14 September 2008 | EUyeshima
Cursory, IMAX-Formatted Look at the Apollo Lunar Missions Designed to Inspire the Next Generation
If you saw the superb 2007 documentary, "In the Shadow of the Moon", I am not certain what the point would be in viewing this forty-minute 2005 IMAX film - at least if you are old enough to remember the television coverage of the Apollo missions. The former film includes spectacular archival footage of those missions and insightful on-camera interviews with ten of the surviving astronauts. This one is aimed more directly as a motivational film for a youthful audience as it seeks to reignite the pioneering spirit that sparked the first space flights. NASA aficionado Tom Hanks wrote and produced (along with director Mark Cowen) this enthralling if somewhat cursory look at what it took to get to the moon and what it will take to continue the legacy. The film not only recreates some of the actual Apollo lunar missions but also posits what could have happened had disaster struck. The result adds a suspenseful element obviously designed to engage younger viewers.
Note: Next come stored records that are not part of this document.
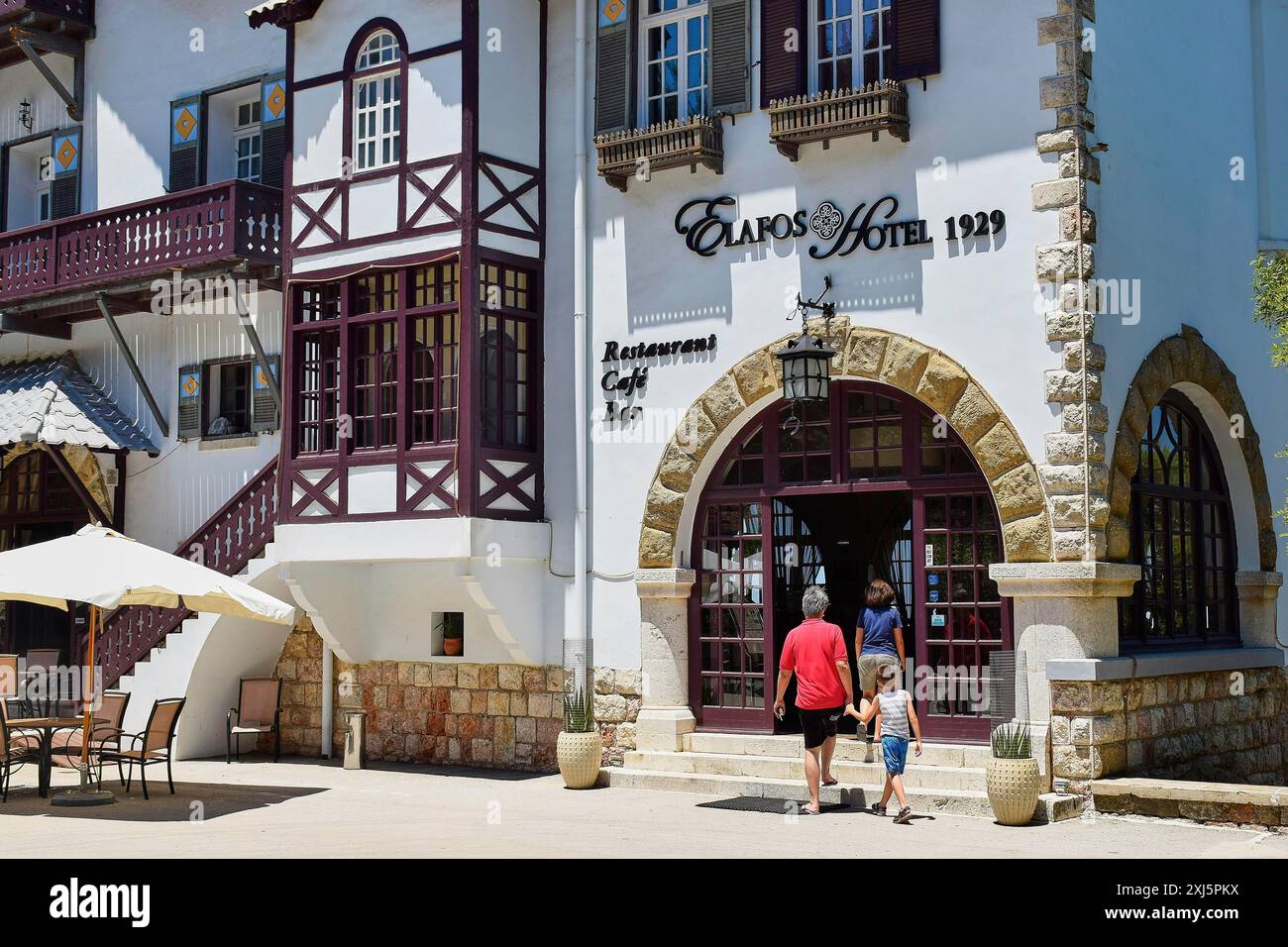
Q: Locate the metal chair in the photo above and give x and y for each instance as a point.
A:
(106, 733)
(155, 744)
(16, 750)
(259, 710)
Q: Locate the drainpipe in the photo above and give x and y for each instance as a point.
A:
(327, 699)
(578, 629)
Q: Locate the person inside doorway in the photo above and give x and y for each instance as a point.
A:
(814, 652)
(881, 634)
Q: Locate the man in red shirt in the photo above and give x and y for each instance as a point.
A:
(815, 652)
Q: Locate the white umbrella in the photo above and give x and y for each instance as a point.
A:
(106, 570)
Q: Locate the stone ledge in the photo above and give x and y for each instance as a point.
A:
(1128, 667)
(1202, 801)
(1064, 579)
(657, 582)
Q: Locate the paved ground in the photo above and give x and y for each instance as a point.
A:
(305, 808)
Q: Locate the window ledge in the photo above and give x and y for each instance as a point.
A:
(228, 444)
(1129, 667)
(823, 116)
(684, 142)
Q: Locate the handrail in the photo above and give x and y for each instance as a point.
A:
(233, 219)
(236, 534)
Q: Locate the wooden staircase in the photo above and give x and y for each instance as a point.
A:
(235, 535)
Hanks applies his storytelling skills to full dramatic effect during these fictitious interludes. They are intertwined with a whirlwind of facts presented in a breezy manner, an especially effective tactic in chronicling mankind's fascination with the moon since this film is meant to inspire as well as to educate. To reinforce the approach, there is a series of quick interviews with youngsters that bookend the featurette showing how the space race has completely preceded them and how it could be resuscitated for the next generation of lunar exploration which targets us back on the moon by 2016. A number of famous actors provide the voices of the astronauts - Matt Damon, Morgan Freeman, Paul Newman - but few are recognizable. The 3-D visual effects are lost on the 2007 DVD, though I think not as much as the elongated dimensions provided by an IMAX theater. Even more than the technical elements, what really brings the film together is Hanks' obvious enthusiasm for the subject. The DVD includes additional video footage and photographs from the Apollo 11 mission plus a trivia game.